I have created a DataFrame with a column “C” full of missing values which I intend to fill in afterwards with Floats64.
I try to convert column “C” to Union{Float64, Missing} but Julia does not convert anything.
The result is that I cannot fill-in column “C” with my calculated values.
Can you provide a workaround?
I can see that many other people have had this problem in the last years.
Julia, or more specifically broadcasting, was not successfully informed that the column type should change.
julia> df[!, "C"]
3-element Vector{Missing}:
missing
missing
missing
julia> convert.(Union{Float64, Missing}, df[!, "C"])
3-element Vector{Missing}:
missing
missing
missing
The convert.(...) line is equivalent to broadcast(convert, ...), and that infers the output array type from the elementwise convert. Since all the missing are converted to missing, it inferred the output array type is Missing.
You can instantiate a vector with your intended element type, and while there is in-place broadcasting, in this case you can directly push values from another vector:
julia> append!(Union{Float64, Missing}[], df[!, "C"])
3-element Vector{Union{Missing, Float64}}:
missing
missing
missing
There is in fact a convert method for arrays that does this for you, and this one just forwards to the Array constructor that takes an Array input:
julia> convert(Vector{Union{Float64, Missing}}, df[!, "C"])
3-element Vector{Union{Missing, Float64}}:
missing
missing
missing
julia> Vector{Union{Float64, Missing}}(df[!, "C"])
3-element Vector{Union{Missing, Float64}}:
missing
missing
missing
Now that will work for the DataFrame:
julia> df[!, "C"] = convert(Vector{Union{Float64, Missing}}, df[!, "C"])
3-element Vector{Union{Missing, Float64}}:
missing
missing
missing
julia> df
3×3 DataFrame
Row │ A B C
│ Int64 String Float64?
─────┼─────────────────────────
1 │ 1 a missing
2 │ 2 b missing
3 │ 3 c missing
julia> df[1,"C"] = 4.6
4.6
You likely want to make a similar adjustment at the instantiation of df so you don’t have a Vector{Missing} in the first place, but I can’t comment on what isn’t shown. In the future, share your code as text that readers can copy and run successfully. This dataframe was simple enough to reproduce from the screenshot, but that won’t usually be the case so the minimal working examples help a lot.
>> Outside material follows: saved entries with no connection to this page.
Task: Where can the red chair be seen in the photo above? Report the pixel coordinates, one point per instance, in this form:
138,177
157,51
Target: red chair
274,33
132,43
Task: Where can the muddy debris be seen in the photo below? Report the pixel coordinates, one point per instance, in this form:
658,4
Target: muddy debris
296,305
Excellent explanation, Benny … and very complete !!!
I’m sorry for not having shared my code, even if it is no longer necessary, here it is:
using DataFrames
# Create a sample DataFrame
df = DataFrame(A = 1:3, B = ["a", "b", "c"])
# Add a new column "C"
df[:, "C"] .= missing
# Print the modified DataFrame
println(df)
On creating column “C” you suggest that I can already define the type that I want for my column. This seems to work for me, unless you have other suggestions:
using DataFrames
# Create a sample DataFrame
df = DataFrame(A = 1:3, B = ["a", "b", "c"])
# Add a new column "C"
df[:, "C"] = Vector{Union{Float64, Missing}}(missing, nrow(df))
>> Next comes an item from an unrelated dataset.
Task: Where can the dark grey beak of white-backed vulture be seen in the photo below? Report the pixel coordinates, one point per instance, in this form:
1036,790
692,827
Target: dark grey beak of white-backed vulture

# Print the modified DataFrame
println(df)
The syntax
Vector{Union{Float64, Missing}}(missing, nrow(df))
… works perfectly, but if I try to use it somehow differently, it does not work
Vector{Union{Float64, Missing}}(7.3, 3)
I get an error:
MethodError: no method matching Vector{Union{Missing, Float64}}(::Float64, ::Int64)
The type `Vector{Union{Missing, Float64}}` exists, but no method is defined for this combination of argument types when trying to construct it.
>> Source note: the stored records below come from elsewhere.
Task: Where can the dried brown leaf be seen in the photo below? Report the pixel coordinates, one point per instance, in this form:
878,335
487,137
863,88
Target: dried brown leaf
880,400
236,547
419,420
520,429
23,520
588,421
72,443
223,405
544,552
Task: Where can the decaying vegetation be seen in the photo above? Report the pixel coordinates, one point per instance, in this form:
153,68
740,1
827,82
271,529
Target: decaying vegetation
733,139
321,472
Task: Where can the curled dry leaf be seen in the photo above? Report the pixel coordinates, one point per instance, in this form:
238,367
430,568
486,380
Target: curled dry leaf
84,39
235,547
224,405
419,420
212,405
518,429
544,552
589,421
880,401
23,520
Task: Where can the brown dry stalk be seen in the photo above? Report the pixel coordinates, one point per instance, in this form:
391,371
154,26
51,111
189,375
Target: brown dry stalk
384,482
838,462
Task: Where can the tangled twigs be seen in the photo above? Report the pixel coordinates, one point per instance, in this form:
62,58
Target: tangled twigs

I’ll try to understand why it doesn’t work.
Thank you again, Benny
Basically it doesn’t work because there wasn’t an Array method defined for variable arguments. It’s actually very logical for a constructor method, but array literal syntax (implemented by a variety of functions like getindex, typed_hcat, etc) already exists for this purpose:
julia> Union{Float64, Missing}[7.3, 3]
2-element Vector{Union{Missing, Float64}}:
7.3
3.0
As for why there’s array literals instead of just calling constructor methods, the syntax allows easier instantiation of multidimensional arrays, and Julia was created to support these from the start, much like MATLAB.
The Missings.jl package, which is also used and exported by DataFrames.jl, has a convenience function that lets you specify the other types and mirrors Base’s zeros and ones for the dimensions:
julia> missings(Float64, 3)
3-element Vector{Union{Missing, Float64}}:
missing
missing
missing
I’d generally lean toward these specific convenience functions. The array constructor methods are plenty capable, but that’s kind of the problem; it’s hard to tell what they can or can’t do sometimes, and wider capability requires more writing, which gets repetitive in specific contexts.